Magic Classical Book Club: "Good Girl" by Aria Aber
This week on the Magic Classical Book Club is the Indie Book of the Month from Aria Aber: "Good Girl"
Last updated 22nd Jan 2026
Today’s guest on the Magic Classical Book Club is Aria Aber who will be talking about her new novel: 'Good Girl'
A portrait of the artist as a young woman in a Berlin that can't escape its history: an electric debut novel about the daughter of Afghan refugees and her year of nightclubs, bad romance, and self-discovery
In Berlin's underground, where techno rattles buildings still scarred with the violence of the last century, nineteen-year-old Nila finds her tribe. In their company she can escape the parallel city that made her, the public housing block packed with refugees and immigrants, where the bathrooms are infested with silverfish and the walls outside are graffitied with swastikas.
Escaping into the clubs, Nila tries to outrun the shadow of her dead mother, once a feminist revolutionary; her catatonic, defeated father; and the cab-driver uncles who seem to idle on every corner. To anyone who asks, her family is Greek, not Afghani.
And then Nila meets American writer Marlowe Woods, whose literary celebrity, though fading, opens her eyes to a world of patrons and festivals, one that imbues her dreams of life as an artist with new possibility. But as she finds herself drawn further into his orbit and ugly, barely submerged tensions begin to roil and claw beneath the city's cosmopolitan veneer, everything she hopes for, hates, and believes about herself will be challenged.
Tim firstly asked how it feels to have the Indie Book of the Month:
"Thank you so much. I feel quite honoured. I love indie bookstores and it's just a big joy to share my book with readers that way."
Tim followed up by asking her favourite independent bookshop:
"Yes, Phoenix Books here in Vermont. I like it a lot. It's quite cozy and you can browse for hours in indie bookstores. And I also remember really liking Brick Lane books, when I used to live in London, because my apartment was close."
Tim then asked her what drew her to explore the tension through fiction rather than memoir or poetry of this interesting story:
"It's a made up story. So, I didn't grow up in Berlin, however, I was always quite interested in the city of Berlin.

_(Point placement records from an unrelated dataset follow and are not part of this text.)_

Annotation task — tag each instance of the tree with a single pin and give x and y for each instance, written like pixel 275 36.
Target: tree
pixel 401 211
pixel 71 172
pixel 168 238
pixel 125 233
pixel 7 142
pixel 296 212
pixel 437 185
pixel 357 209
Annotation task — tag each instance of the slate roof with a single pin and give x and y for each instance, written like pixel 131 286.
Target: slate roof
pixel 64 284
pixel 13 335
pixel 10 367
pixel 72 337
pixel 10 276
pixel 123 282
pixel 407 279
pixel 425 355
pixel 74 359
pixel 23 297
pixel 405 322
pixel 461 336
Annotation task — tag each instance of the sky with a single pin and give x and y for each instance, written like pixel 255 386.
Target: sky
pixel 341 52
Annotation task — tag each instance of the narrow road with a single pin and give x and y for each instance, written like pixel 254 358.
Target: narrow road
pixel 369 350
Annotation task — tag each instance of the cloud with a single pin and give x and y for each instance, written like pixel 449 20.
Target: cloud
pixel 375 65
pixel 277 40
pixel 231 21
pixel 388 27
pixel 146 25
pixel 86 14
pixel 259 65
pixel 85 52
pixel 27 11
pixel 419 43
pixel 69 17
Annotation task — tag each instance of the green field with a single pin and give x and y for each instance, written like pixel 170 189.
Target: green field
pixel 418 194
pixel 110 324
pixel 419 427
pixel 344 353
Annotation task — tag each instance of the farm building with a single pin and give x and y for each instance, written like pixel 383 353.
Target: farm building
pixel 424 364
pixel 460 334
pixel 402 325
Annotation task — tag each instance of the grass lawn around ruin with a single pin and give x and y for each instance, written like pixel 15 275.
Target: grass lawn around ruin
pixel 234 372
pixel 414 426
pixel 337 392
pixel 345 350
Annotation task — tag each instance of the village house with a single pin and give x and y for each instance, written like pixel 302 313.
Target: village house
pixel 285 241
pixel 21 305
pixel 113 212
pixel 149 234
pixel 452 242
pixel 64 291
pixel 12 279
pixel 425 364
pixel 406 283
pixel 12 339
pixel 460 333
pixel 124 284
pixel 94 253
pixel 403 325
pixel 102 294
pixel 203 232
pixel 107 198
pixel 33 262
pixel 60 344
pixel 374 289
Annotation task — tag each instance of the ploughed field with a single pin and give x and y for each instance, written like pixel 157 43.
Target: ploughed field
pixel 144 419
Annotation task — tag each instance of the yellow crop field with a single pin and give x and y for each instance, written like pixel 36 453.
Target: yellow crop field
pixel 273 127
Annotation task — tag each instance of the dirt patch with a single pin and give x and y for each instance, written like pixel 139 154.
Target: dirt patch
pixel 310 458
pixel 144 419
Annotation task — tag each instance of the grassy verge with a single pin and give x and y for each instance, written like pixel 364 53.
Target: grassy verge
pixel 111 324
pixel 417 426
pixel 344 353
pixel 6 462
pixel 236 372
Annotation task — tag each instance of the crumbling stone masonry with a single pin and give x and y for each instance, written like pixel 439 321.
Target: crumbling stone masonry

_"I lived there for, two years and it's just an amazing place that has been pockmarked by history in the most extreme ways. Of course, it was kind of formed by this First World War, by the Second World War, and then by the Cold War, I guess it was like a literal wall dividing the city into two."_
"However, there is always that dark underside, and I thought it would be quite interesting to invent or write a character who embodies a very modern and contemporary version of Berlin, where she has a kind of a migration story in her family and is grappling with German identity."
Tim then asks about the relationships in the story, specifically Milo:
"Yes. So Milo is this older American writer. He's an expat. He is on one hand, diametrically opposed to Nila in the sense that he's a white man who has come to Berlin voluntarily rather than having been born in Berlin. He lives as an artist. At least that's what it seems like in the beginning. And she idolizes him. There is like a glamorous sheen to him.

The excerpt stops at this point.